Text processing/2

From Rosetta Code
Revision as of 22:21, 13 November 2008 by rosettacode>Paddy3118 (More data munging)
(diff) ← Older revision | Latest revision (diff) | Newer revision → (diff)
Task
Text processing/2
You are encouraged to solve this task according to the task description, using any language you may know.

The following data shows a few lines from the file readings.txt (as used in in the Data Munging task).

The data comes from a pollution monitoring station with twenty four instruments monitoring twenty four aspects of pollution in the air. periodically a record is added to the file constituting a line of 49 white-space separated fields, where white-space can be one or more space or tab characters.

The fields (from the left) are:

 DATESTAMP [ VALUEn FLAGn ] * 24

i.e. a datestamp followed by twenty four repetitions of a floating point instrument value and that instruments associated integer flag.
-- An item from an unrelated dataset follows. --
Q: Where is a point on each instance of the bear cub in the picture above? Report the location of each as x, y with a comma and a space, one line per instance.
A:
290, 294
Flag values are >= 1 if the instruments is working and < 1 if their is some problem with that instrument in which case that instruments value should be ignored.

A sample from the full data file readings.txt is:

1991-03-30	10.000	1	10.000	1	10.000	1	10.000	1	10.000	1	10.000	1	10.000	1	10.000	1	10.000	1	10.000	1	10.000	1	10.000	1	10.000	1	10.000	1	10.000	1	10.000	1	10.000	1	10.000	1	10.000	1	10.000	1	10.000	1	10.000	1	10.000	1	10.000	1
1991-03-31	10.000	1	10.000	1	10.000	1	10.000	1	10.000	1	10.000	1	10.000	1	20.000	1	20.000	1	20.000	1	35.000	1	50.000	1	60.000	1	40.000	1	30.000	1	30.000	1	30.000	1	25.000	1	20.000	1	20.000	1	20.000	1	20.000	1	20.000	1	35.000	1
1991-03-31	40.000	1	0.000	-2	0.000	-2	0.000	-2	0.000	-2	0.000	-2	0.000	-2	0.000	-2	0.000	-2	0.000	-2	0.000	-2	0.000	-2	0.000	-2	0.000	-2	0.000	-2	0.000	-2	0.000	-2	0.000	-2	0.000	-2	0.000	-2	0.000	-2	0.000	-2	0.000	-2	0.000	-2
1991-04-01	0.000	-2	13.000	1	16.000	1	21.000	1	24.000	1	22.000	1	20.000	1	18.000	1	29.000	1	44.000	1	50.000	1	43.000	1	38.000	1	27.000	1	27.000	1	24.000	1	23.000	1	18.000	1	12.000	1	13.000	1	14.000	1	15.000	1	13.000	1	10.000	1
1991-04-02	8.000	1	9.000	1	11.000	1	12.000	1	12.000	1	12.000	1	27.000	1	26.000	1	27.000	1	33.000	1	32.000	1	31.000	1	29.000	1	31.000	1	25.000	1	25.000	1	24.000	1	21.000	1	17.000	1	14.000	1	15.000	1	12.000	1	12.000	1	10.000	1
1991-04-03	10.000	1	9.000	1	10.000	1	10.000	1	9.000	1	10.000	1	15.000	1	24.000	1	28.000	1	24.000	1	18.000	1	14.000	1	12.000	1	13.000	1	14.000	1	15.000	1	14.000	1	15.000	1	13.000	1	13.000	1	13.000	1	12.000	1	10.000	1	10.000	1

The task:

  1. Confirm the general field format of the file
  2. Identify any DATASTAMPs that are duplicated.
  3. What number of records have good readings for all instruments.

AWK

A series of AWK one-liners are shown as this is often what is done. If this information were needed repeatedly, (and this is not known), a more permanent shell script might be created that combined multi-line versions of the scripts below.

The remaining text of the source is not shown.